Expression and purification of the transmembrane domain of Fukutin-I for biophysical studies

Fukutin-I is a member of a family of putative O-linked glycosyltransferases linked to the glycosylation of the dystrophin complex. Mutations in this family of proteins have been linked to a number of congenital muscular dystrophies that arise from the hypoglycosylation of α-dystroglycan. Critical to the function of Fukutin and other members of this family is their localisation within the cell, which has been shown to depend critically on the interactions between the N-terminal transmembrane domain of these proteins and the lipid bilayer within the ER/Golgi. To investigate how the interactions between the N-terminal transmembrane domain and the lipid bilayer regulate the localisation of Fukutin-I, we have developed an efficient expression and purification protocol in Escherichia coli to allow biophysical studies to be performed.

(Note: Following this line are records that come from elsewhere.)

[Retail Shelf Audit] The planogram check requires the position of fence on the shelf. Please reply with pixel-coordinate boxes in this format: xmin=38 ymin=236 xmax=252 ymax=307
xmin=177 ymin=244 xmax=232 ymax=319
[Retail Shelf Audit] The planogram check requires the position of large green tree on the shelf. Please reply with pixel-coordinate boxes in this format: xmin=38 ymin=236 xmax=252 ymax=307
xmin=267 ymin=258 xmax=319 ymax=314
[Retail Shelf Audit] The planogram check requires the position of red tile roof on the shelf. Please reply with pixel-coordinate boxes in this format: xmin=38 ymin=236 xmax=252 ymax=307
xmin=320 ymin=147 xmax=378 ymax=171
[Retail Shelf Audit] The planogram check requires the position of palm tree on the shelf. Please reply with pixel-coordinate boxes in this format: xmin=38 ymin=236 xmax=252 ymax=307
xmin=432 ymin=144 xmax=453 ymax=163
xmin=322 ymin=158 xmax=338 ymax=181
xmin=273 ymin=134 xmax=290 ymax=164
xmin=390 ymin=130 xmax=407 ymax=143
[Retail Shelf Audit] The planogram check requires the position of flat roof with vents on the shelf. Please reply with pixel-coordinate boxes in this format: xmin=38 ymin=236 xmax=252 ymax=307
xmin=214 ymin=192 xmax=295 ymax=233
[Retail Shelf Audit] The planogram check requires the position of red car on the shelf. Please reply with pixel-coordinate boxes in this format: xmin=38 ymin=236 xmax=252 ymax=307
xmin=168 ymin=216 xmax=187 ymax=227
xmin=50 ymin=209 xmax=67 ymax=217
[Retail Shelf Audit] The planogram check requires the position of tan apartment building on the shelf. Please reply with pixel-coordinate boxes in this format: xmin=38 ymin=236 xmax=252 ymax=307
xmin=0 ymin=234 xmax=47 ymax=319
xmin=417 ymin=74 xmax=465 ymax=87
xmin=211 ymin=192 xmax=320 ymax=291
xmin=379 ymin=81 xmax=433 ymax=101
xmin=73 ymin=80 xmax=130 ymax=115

Expressing the N-terminal domain of Fukutin-1 fused to a His6 tag resulted in the localisation of the protein to the bacterial membrane. A purification strategy has been developed to isolate the highly hydrophobic transmembrane domain of Fukutin-1 from the membrane with yields of approximately 4 mg per litre of minimal media. Preliminary biophysical analyses have confirmed the identity of the peptide and revealed that in hydrophobic solvents mimicking the bilayer, the peptide adopts a well-structured α-helix as predicted from the sequence.